Bulgarie. Epoque communiste.

Vous voilà adolescente, intelligente, bilingue. Vous avez des liens avec des intellectuels français, des espoirs de carrière. Le monde tourne plutôt bien. Vous ne vous rendez compte de rien. Surtout pas d'avoir été enregistrée à votre insu comme agent infiltrée pour la police secrète bulgare. Et peut-être que vous ne l'auriez jamais su si votre fille, Bojina, n'avait pas eu l'obsession de réaliser un documentaire sur le sujet.


Tu as beau partir, quitter, oublier, eux ne t’oublient pas, tu leur appartiens, tu figures dans leurs registres secrets devenus tout-puissants.

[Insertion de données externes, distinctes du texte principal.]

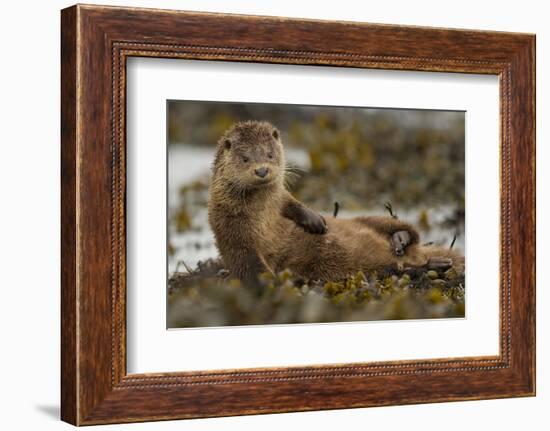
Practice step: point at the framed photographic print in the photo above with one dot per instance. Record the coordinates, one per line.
(264, 214)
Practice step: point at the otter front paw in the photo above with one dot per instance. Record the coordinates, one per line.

Tu as un dossier.

Alias Janna, c'est le récit troublant d'une réalité si folle que l'on croirait fictive, avec ses mots héroïques d'"agent secret". C'est le tableau d'un régime, et d'un peuple qui compose avec. Une leçon d'histoire vue de l'intérieur, mais pas seulement. Alias Janna, c'est surtout une réflexion sur l'art, le récit. Ce sont des mises en abyme qui se superposent sans cesse. Il y a la fille, la caméra et les images cinématographiques de la fille, et il y a la mère, ses mots, son récit autobiographique. Il y a l'avis de l'une sur l'autre, sur la façon de voir l'art et de voir l'intime. Il y a la question de l'histoire, la grande histoire, bulgare et communiste, la petite histoire, celle de Milena, de Janna, et l'histoire héritée, l'histoire témoignage. À quel point l'histoire de la mère est celle de la fille et à quel point la fille peut rendre l'histoire de la mère publique, est-ce seulement l'histoire de la mère ou celle d'une peuple incarné par la mère ? Autant d'interrogations croisées qui naviguent entre ces pages. Quand on les as toutes lues, qu'on referme l'ouvrage, tout se bouscule, et aucune réponse ne s'impose. Les tords et les raisons sont partagés.


La mère réalise avec une sueur froide que le nouveau mode de communication n’est pas une conversation amusante avec sa fille. Que le jeu excitant devant la caméra est le début d’une avalanche où tout peut être bradé au nom d’une vérité. Que la vérité même peut avoir plusieurs visages. La mère se rend compte qu’elle est un excellent sujet de film.


Un texte qui ressemble à aucun autre, d'une qualité littéraire soignée, qui a su emballer ma curiosité. À lire !

Notre propre passé ne nous appartient pas, il appartient par bribes à tous ceux que nous avons croisés dans la vie, nous le partageons avec eux. Le passé n’est pas du solide. Certes, on peut le revivre, mais on peut le réécrire, ou d’autres peuvent le faire pour vous ou à votre place.